Unfortunately, I'm currently stuck using a Windows server as the host, otherwise I would try the same thing with Stagecoach. I'm guessing I didn't configure something correctly. Is there a setting I need to change to either have Apostrophe stop deleting/recreating the stylesheets/scripts for each run, or is there a way to have both instances use the same files?
Thanks!
Upvotes: 0
Views: 123
Reputation: 7572
Take a look at the scripts in deployment/. These are what stagecoach runs. A great reference even if you can't run them directly.
Basically on any new deployment you want to:
Run node app apostrophe-migrations:migrate --safe
. This carries out any database migrations that don't require that the processes all be stopped. This is the right way to minimize downtime.
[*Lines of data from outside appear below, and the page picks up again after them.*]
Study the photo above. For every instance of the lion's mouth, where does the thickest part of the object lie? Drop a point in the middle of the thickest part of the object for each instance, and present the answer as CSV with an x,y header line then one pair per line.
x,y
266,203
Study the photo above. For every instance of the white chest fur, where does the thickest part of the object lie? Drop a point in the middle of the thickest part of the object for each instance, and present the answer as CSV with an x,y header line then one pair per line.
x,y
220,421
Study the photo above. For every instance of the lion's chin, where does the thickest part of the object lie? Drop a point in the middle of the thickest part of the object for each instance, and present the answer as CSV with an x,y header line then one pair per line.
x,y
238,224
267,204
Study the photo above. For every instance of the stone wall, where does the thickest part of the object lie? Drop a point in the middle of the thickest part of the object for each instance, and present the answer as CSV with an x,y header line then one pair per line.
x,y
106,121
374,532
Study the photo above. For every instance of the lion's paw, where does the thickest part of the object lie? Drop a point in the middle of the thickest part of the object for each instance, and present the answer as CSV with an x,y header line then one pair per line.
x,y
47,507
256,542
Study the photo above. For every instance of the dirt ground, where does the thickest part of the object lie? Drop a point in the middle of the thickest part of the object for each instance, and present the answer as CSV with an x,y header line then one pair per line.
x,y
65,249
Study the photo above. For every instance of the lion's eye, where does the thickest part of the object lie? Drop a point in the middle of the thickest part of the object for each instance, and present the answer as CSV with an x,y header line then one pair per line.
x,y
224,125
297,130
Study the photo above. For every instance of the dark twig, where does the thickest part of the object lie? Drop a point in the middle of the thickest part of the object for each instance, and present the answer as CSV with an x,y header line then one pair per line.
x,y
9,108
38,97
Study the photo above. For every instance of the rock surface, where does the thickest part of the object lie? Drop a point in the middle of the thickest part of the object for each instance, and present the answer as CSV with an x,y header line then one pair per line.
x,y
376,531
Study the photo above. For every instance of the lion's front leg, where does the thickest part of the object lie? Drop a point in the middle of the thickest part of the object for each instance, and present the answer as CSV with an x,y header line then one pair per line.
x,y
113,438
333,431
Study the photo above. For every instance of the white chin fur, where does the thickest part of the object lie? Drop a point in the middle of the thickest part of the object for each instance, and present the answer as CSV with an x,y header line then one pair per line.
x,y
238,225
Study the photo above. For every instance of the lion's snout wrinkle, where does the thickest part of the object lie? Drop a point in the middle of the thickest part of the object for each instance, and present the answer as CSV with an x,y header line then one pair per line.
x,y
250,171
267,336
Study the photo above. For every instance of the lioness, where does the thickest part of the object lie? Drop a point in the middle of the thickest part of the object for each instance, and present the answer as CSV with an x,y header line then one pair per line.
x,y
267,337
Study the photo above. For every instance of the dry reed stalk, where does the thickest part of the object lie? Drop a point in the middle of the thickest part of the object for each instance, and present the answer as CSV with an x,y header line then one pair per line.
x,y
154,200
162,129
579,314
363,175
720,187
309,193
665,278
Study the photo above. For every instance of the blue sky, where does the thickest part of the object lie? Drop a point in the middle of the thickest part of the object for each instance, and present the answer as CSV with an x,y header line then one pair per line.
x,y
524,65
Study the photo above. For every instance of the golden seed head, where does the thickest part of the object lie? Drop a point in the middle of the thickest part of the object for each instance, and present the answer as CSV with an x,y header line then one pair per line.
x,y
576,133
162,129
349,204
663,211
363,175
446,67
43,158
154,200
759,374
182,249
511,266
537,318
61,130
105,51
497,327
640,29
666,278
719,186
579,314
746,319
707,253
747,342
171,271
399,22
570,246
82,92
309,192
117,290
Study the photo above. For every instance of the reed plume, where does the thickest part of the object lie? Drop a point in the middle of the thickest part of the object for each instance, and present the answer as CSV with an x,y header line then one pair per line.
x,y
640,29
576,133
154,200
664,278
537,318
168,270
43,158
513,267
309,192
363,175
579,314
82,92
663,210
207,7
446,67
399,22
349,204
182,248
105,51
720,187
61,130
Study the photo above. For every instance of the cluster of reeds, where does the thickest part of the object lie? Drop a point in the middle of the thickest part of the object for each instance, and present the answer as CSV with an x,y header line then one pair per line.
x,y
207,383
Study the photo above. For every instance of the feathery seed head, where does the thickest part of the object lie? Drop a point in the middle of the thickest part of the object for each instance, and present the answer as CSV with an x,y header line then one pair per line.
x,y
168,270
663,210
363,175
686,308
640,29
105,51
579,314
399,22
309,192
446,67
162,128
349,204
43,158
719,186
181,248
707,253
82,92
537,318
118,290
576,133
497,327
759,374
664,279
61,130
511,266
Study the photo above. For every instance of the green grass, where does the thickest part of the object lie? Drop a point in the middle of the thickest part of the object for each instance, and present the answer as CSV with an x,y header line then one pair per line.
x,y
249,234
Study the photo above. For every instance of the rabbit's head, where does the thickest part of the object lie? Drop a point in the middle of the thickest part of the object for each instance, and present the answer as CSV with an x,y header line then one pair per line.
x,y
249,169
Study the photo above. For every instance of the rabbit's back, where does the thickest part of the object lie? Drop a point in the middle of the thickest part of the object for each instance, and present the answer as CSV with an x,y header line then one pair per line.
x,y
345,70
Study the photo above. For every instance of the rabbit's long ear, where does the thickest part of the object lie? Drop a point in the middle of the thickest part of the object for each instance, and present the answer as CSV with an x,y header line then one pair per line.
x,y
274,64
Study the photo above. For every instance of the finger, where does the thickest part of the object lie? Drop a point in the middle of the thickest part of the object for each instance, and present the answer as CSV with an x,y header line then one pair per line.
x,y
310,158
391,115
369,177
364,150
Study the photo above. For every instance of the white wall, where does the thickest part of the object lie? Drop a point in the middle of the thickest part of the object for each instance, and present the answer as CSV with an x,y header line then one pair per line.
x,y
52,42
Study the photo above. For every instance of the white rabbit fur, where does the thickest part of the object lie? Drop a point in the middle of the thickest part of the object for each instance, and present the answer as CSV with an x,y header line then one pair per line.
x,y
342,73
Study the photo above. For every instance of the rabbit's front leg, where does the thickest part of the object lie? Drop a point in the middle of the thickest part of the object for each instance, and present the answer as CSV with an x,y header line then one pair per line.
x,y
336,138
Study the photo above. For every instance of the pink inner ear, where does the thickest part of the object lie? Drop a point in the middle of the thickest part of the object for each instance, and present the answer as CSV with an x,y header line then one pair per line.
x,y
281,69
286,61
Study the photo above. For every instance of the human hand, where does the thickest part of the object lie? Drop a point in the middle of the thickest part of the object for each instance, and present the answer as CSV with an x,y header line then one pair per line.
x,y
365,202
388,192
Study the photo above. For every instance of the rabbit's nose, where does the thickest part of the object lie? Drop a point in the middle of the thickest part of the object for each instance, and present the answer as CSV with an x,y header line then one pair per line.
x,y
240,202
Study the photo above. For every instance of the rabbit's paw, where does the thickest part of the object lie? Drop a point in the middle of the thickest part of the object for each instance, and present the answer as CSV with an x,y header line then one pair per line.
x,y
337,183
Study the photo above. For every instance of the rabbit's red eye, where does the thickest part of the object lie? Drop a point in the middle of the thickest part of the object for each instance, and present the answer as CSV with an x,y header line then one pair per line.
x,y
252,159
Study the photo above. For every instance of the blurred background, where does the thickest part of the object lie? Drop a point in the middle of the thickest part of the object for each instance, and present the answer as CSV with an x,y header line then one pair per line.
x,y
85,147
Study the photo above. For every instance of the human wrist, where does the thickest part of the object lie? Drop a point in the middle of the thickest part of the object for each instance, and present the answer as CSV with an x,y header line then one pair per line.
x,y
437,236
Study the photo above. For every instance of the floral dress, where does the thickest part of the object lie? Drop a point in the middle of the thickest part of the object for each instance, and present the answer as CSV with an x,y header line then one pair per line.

Run node app apostrophe:generation
. This is the main one you are missing. This creates a new data/generation
file with an asset generation id, and builds the relevant asset files. When startups of the site see this file they will know to NOT build redundant asset files or change the asset ID. Note that the old instances are still up and running all this time, which is a good thing.
forever stop
the existing processes.
Run node app apostrophe-migrations:migrate
to take care of any migrations not marked as safe
to be done while the processes are up (usually there are none).
Start the new processes with forever
.
Also, you should definitely set minify: true
in data/local.js
on the server:
module.exports = {
modules: {
'apostrophe-assets': { minify: true }
}
};
Otherwise you'll have lots of separate .js and .css files loading.